Of course, the algorithm like this does not immediately satisfy the posted requirements. But at the same time it is intuitively too generic: it allows you to detect a permutation of absolutely any numerical combination in an array. In your case you need to detect a permutation of a specific combination 1, 2, ..., N. Maybe this can somehow be used to simplify things... Probably not.

Answer 4

it looks like asking to find duplicate in array with stack machine.

it sounds impossible to know the full history of the stack , while you extract each number and have limited knowledge of the numbers that were taken out.

Answer 5

Depending on how much space you have, relative to N, you might try using hashing and buckets.

That is, iterate over the entire list, hash each element, and store it in a bucket. You'll need to find a way to reduce bucket collisions from the hashes, but that is a solved problem.
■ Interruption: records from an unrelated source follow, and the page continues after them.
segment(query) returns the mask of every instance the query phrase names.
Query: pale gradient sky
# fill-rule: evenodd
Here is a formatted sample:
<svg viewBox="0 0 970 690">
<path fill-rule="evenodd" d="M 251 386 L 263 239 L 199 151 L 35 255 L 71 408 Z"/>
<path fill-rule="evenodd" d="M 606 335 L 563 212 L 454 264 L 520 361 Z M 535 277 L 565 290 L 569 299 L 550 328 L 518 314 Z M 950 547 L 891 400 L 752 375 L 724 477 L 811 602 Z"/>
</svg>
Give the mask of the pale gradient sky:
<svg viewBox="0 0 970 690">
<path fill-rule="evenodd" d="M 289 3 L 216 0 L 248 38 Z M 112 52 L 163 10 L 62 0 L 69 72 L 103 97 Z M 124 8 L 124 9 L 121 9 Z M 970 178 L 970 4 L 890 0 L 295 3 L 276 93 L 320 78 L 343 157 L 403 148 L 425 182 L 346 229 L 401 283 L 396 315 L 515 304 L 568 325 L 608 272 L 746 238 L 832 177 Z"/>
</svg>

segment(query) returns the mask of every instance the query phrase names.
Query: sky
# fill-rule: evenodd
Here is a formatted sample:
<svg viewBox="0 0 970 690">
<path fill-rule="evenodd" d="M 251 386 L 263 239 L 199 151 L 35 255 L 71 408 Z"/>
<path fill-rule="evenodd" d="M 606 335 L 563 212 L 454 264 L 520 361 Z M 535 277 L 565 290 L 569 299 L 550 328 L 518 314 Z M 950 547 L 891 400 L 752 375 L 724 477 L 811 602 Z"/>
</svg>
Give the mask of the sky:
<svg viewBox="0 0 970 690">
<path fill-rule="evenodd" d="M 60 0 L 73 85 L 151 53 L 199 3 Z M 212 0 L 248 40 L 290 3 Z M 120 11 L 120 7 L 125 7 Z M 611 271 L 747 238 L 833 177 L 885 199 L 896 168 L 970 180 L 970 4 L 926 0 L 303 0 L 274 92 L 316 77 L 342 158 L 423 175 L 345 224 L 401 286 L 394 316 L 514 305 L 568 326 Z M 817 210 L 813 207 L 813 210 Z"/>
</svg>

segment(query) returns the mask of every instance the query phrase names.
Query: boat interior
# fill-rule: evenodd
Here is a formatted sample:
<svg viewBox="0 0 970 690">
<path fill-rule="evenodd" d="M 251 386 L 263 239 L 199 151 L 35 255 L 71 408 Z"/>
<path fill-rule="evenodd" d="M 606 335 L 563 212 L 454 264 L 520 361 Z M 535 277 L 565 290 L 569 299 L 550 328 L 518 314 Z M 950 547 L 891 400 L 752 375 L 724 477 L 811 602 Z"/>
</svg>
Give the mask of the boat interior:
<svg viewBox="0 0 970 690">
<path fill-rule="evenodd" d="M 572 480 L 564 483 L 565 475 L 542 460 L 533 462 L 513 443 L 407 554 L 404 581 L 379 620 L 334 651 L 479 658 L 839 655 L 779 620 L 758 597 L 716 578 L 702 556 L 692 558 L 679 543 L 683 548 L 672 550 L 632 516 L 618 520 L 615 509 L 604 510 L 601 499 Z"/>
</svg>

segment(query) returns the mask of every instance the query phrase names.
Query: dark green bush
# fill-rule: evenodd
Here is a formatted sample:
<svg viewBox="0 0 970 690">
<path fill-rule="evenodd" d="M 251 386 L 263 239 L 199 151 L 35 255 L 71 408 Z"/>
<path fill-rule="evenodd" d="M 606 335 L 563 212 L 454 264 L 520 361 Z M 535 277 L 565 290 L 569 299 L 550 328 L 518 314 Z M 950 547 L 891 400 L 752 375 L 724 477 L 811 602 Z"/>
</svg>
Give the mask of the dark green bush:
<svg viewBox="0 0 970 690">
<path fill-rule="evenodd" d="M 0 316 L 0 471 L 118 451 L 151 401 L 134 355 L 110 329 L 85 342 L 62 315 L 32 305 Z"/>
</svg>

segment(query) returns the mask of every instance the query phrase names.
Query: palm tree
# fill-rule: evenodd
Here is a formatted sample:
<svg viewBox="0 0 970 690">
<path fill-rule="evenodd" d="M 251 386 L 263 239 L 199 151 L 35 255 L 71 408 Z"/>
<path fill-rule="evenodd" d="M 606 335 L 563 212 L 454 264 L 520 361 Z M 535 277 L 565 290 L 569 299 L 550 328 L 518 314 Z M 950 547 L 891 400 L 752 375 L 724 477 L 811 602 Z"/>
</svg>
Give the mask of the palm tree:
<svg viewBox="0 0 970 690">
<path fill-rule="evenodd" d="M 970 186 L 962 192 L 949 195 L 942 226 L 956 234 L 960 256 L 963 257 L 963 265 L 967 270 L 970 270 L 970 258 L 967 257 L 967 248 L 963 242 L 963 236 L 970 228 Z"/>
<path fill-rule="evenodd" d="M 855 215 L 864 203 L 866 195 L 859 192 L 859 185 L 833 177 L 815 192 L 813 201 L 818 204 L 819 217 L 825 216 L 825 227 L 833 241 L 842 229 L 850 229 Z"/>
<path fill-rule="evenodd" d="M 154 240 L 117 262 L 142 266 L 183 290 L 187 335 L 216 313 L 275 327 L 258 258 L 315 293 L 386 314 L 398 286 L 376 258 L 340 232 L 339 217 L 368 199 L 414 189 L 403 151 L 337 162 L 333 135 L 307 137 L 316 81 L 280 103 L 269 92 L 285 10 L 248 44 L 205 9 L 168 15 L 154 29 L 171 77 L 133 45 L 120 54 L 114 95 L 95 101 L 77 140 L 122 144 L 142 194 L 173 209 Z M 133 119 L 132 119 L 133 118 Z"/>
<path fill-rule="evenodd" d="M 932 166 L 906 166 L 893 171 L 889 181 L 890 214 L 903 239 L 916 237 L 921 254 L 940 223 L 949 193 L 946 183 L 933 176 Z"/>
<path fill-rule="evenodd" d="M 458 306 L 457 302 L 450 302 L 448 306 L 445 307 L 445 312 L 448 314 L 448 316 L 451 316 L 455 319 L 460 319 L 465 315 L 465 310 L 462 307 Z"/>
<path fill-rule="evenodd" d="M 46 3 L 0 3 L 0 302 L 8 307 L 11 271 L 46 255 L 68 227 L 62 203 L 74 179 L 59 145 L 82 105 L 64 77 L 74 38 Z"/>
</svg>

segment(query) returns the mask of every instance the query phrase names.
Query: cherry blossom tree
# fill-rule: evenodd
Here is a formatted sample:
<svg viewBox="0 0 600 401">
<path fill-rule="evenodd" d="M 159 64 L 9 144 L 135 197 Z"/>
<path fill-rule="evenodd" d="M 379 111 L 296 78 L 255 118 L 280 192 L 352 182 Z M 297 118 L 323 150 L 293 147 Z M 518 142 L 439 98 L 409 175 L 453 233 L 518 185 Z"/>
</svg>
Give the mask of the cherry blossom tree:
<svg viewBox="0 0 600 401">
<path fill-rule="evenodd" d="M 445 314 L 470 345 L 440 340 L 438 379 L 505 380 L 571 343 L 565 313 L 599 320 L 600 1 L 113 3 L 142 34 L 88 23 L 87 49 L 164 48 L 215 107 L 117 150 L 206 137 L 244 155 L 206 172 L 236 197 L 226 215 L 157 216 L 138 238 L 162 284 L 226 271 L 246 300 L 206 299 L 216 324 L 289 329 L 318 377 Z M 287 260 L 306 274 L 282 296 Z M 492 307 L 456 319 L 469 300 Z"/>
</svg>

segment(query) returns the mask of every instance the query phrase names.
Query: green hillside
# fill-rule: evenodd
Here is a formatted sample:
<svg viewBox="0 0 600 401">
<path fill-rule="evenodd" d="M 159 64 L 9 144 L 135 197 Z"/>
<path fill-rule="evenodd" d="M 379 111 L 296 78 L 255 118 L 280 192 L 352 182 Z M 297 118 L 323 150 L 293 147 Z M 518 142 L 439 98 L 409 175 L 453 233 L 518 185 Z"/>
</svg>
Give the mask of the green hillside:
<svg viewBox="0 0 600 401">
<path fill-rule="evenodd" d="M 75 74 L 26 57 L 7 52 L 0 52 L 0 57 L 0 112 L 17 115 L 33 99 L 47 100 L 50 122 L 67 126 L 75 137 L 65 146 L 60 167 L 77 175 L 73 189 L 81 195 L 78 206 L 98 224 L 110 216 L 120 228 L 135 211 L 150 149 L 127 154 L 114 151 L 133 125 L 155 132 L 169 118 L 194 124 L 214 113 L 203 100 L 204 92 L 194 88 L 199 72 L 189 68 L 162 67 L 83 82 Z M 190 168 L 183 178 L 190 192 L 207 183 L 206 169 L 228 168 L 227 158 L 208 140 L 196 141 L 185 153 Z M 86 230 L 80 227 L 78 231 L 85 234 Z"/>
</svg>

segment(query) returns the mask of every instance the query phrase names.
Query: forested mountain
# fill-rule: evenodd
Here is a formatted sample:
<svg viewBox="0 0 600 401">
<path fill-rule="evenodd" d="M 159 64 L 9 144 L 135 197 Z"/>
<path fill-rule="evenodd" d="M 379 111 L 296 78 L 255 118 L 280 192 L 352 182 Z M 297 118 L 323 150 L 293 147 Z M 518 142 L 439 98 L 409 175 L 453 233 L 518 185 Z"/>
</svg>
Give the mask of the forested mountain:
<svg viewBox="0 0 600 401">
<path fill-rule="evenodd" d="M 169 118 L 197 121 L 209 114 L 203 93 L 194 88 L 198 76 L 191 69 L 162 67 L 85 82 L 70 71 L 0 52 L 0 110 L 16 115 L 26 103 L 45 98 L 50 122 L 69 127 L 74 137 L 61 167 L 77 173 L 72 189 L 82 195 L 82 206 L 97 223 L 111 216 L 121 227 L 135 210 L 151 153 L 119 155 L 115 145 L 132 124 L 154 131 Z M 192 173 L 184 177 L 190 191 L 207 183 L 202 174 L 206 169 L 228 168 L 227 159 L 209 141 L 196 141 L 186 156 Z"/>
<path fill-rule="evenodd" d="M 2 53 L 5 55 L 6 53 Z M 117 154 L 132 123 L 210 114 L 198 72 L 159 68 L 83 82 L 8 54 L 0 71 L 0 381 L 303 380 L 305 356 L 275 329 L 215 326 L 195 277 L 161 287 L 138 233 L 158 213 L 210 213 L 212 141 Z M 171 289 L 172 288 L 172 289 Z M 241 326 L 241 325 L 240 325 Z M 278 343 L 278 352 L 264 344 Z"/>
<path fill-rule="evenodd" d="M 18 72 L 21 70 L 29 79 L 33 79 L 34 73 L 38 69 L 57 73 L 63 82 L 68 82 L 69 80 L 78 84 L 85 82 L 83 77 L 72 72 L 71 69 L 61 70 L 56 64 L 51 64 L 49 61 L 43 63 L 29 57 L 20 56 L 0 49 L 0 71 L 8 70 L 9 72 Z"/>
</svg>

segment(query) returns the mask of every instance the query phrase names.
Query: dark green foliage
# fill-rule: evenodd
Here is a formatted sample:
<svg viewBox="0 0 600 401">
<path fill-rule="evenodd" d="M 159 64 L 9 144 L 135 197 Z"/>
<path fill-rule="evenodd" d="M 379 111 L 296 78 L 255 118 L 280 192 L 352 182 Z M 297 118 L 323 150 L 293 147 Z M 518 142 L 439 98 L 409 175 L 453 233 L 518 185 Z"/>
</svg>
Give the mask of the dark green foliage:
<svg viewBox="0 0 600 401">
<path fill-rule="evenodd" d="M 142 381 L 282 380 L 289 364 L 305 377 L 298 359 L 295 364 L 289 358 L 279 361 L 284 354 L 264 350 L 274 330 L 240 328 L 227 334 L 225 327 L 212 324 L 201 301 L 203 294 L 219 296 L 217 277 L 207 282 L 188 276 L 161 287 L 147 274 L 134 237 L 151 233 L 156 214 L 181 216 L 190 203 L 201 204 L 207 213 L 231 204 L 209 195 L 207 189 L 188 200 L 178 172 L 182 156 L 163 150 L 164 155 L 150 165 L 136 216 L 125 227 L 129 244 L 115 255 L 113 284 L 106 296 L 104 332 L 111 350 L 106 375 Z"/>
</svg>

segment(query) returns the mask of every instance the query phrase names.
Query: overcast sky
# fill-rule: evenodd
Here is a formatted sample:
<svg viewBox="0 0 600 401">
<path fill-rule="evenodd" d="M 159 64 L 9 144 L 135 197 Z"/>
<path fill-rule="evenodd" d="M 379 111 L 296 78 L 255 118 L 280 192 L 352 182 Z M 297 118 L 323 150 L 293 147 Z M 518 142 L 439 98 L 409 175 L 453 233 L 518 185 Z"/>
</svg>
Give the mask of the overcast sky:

If an element tries to go into a bucket with an item identical to it, it is a permutation.

This type of solution would be O(N) as you touch each element only once.

However, the problem with this is whether space M is larger than N or not. If M > N, this solution will be fine, but if M < N, then you will not be able to solve the problem with 100% accuracy.

Answer 6

Here's proof it can't be done:

Suppose by some artifice you have detected no duplicates in all but the last cell. Then the problem reduces to checking if that last cell contains a duplicate.

If you have no structured representation of the problem state so far, then you are reduced to performing a linear search over the entire previous input, for EACH cell. It's easy to see how this leaves you with a quadratic-time algorithm.

Now, suppose through some clever data structure that you actually know which number you expect to see last. Then certainly that knowledge takes at least enough bits to store the number you seek -- perhaps one memory cell? But there is a second-to-last number and a second-to-last sub-problem: then you must similarly represent a set of two possible numbers yet-to-be-seen. This certainly requires more storage than encoding only for one remaining number. By a progression of similar arguments, the size of the state must grow with the size of the problem, unless you're willing to accept a quadratic-time worst-case.

This is the time-space trade-off. You can have quadratic time and constant space, or linear time and linear space. You cannot have linear time and constant space.